Bom, uma vez explicado o desenrolar do jogo, gostaria de pontuar por que o acho tão interessante:
1) Os jogadores planejam suas ações antecipadamente e as realizam em duas fases: poderes rápidos, que acontecem antes das ações dos colonizadores, e poderes lentos, que acontece após. Você consegue se programar e antecipar uma parte das ações dos seus oponentes, mas não todas. O desafio que isso impõe e, sobretudo, o fato de você conhecer os locais onde os colonizadores atacarão e construirão no próximo turno faz com que você precise muito bem ponderar quais cartas utilizará agora, tanto para ação rápida quanto lenta, e quais cartas deixará para o próximo turno. Isto é, você precisa planejar sempre para no mínimo dois turnos: o atual e o próximo.
2) O jogo trabalha com dois recursos fundamentais: energia e medo. A energia é produzida pelos próprios espíritos e através de algumas cartas e serve para custear suas ações turno a turno. O medo é provocado pelo efeito de algumas cartas e pela destruição direta de vilas e cidades. Na medida em que você produz mais medo, o nível de terror do jogo se modifica e, com isso, as condições de fim de jogo. Este elemento traz uma nova camada estratégica ao jogo e é impressionante como isso o torna atrativo.
3) A gestão de mão é brutal. Além de utilizar bem seus poderes iniciais, você precisa selecionar bem novos poderes adquiridos ao longo do jogo para máxima interação com suas outras cartas e a dos outros espíritos. Há um certo set collection nisso, pois as cartas possuem símbolos elementais que podem desencadear outros efeitos/poderes dos próprios espíritos e das cartas. Em conjunto, estes elementos fazem com que todas as decisões a respeito de quais cartas jogar e quais novas cartas pegar torne-se essencial para o sucesso do jogo.
4) A rejogabilidade é infinita. A caixa básica tem 8 espíritos com graus de complexidade e poderes bastante diferentes entre si, que podem ser combinados das formas mais variadas. Os mapas podem ser montados em diferentes configurações e possuem 2 lados bastante distintos, que podem modificar bastante o jogo. Adicionalmente, você dificilmente escolherá os mesmos poderes em todas as partidas. Os colonizadores nunca agirão da mesma forma.
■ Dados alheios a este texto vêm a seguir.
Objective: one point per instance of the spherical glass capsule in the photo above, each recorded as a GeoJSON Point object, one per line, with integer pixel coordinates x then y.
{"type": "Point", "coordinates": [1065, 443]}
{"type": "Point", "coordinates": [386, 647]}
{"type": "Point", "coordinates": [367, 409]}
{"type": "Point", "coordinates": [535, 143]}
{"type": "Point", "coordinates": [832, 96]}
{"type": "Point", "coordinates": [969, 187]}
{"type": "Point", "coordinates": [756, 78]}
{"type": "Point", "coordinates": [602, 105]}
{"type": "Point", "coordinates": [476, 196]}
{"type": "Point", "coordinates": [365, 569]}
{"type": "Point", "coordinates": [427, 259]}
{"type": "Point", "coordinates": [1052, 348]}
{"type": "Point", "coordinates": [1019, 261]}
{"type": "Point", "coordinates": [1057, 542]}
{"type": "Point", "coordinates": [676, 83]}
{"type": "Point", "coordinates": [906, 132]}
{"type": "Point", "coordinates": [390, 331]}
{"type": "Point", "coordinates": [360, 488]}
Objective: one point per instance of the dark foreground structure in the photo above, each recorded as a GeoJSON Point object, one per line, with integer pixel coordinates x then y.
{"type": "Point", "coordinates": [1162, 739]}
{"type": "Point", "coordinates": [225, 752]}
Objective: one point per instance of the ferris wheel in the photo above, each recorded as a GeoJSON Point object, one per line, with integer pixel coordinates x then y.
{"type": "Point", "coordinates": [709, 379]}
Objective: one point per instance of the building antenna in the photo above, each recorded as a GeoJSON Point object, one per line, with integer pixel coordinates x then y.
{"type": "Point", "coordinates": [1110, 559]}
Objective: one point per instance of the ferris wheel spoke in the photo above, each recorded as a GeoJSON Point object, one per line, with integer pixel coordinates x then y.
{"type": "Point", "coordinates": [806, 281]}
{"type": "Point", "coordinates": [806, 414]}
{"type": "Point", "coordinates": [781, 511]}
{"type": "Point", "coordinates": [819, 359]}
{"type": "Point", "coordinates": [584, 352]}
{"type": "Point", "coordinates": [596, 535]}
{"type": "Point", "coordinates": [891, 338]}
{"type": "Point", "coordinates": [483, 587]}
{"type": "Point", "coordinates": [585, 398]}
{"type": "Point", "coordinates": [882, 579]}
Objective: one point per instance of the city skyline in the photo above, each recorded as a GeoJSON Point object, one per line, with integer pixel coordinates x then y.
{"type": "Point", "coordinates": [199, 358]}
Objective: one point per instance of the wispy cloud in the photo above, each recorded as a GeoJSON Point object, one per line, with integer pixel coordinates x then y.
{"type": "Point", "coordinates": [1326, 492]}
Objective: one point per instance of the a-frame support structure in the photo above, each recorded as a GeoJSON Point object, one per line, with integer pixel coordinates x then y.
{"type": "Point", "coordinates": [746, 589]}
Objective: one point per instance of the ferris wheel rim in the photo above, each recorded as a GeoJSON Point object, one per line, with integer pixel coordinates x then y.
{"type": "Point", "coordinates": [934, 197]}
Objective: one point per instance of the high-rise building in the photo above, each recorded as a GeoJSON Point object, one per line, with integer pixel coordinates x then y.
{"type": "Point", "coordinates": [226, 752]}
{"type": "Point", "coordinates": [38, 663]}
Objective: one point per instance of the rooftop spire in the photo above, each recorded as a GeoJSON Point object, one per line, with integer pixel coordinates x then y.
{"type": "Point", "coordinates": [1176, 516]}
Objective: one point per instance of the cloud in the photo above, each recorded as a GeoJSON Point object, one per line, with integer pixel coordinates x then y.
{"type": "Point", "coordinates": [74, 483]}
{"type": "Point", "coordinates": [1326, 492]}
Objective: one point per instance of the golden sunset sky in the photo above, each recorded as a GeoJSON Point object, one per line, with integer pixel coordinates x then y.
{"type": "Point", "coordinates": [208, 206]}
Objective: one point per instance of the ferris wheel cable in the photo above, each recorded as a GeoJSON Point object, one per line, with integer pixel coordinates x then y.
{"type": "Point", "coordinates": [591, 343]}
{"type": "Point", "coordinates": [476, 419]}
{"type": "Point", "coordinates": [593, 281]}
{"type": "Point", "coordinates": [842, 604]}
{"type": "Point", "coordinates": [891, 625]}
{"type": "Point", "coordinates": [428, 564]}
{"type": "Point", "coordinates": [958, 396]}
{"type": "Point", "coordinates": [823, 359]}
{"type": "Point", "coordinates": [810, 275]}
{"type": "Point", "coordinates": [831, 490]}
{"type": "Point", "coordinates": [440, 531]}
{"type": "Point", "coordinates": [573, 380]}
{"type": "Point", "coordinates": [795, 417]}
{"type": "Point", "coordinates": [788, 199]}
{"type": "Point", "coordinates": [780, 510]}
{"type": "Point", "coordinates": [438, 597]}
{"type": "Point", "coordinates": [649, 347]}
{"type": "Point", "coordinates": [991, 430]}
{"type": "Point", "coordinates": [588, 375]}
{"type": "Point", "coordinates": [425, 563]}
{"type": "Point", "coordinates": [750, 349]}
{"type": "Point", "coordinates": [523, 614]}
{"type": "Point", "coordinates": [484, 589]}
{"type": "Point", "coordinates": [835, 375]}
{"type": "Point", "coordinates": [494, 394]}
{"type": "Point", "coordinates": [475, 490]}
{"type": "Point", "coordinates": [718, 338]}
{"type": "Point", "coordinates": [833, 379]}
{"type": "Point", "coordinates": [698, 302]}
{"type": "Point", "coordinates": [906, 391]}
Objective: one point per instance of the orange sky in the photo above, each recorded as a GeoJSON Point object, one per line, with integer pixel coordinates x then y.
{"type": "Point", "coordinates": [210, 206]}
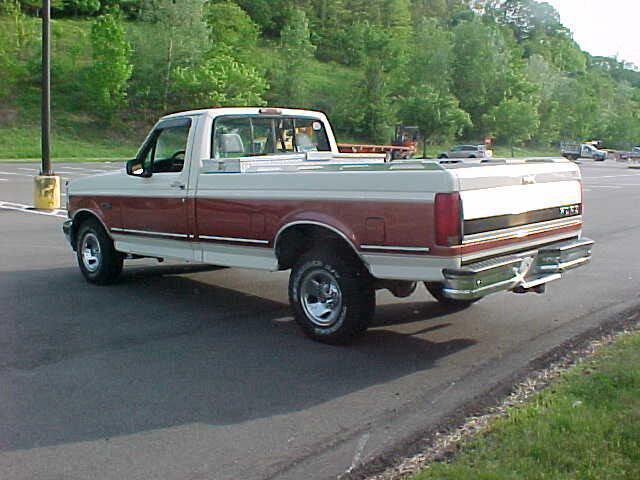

Há ainda cenários e oponentes (nações colonizadoras) que modificam um pouco as regras e acrescentam muito nesse aspecto.
5) Os componentes e a arte do jogo são excelentes. Tudo podia ser mais simples, mas não fizeram dessa forma, o que eu achei um grande acerto. Ficou um jogo bonito, vistoso e com muita presença na mesa. Pense no Scythe: tudo podia ser cubinho ou peças de madeira diferentes, mas não é e isso é bom.
6) Para o jogo solo, Spirit Island roda bem comum único espírito. É legal jogar com duas mãos (2 espíritos) para experimentar a interação entre os poderes deles, mas eu confesso que tenho preferido jogar só com um. Perde-se um pouco, mas conforme eu for assimilando mais as estratégias, possivelmente jogarei com dois em definitivo. Para o jogo multiplayer, eu recomendaria mesas de 3 a 4 jogadores somente quando todos tiverem boa noção das regras e do jogo em si, senão será aquela coisa interminável e, ao fim, chata.
7) O que eu mais gostei: esse jogo tem toda a profundidade estratégica que as decisões do Mage Knight tem, mas com um setup mais rápido e um gameplay também mais rápido. Embora sejam jogos bem diferentes entre si, ele tem aquele gostinho desafiador que o Mage Knight tem também.
Depois de jogar várias vezes, cheguei à conclusão de que Spirit Island é meu jogo “gato de Schordinger”. Ele é um jogo melhor que Mage Knight, mas não é um jogo melhor que Mage Knight ao mesmo tempo. Por quê digo isso? A experiência solo global de Spirit Island, para mim, tem sido melhor que a do Mage Knight – gameplay viciante e variável, desafiador, repleto de decisões interessantes, setup rápido e jogo mais rápido.
Mas não dá para ser mais jogo que Mage Knight, ele é perfeito demais.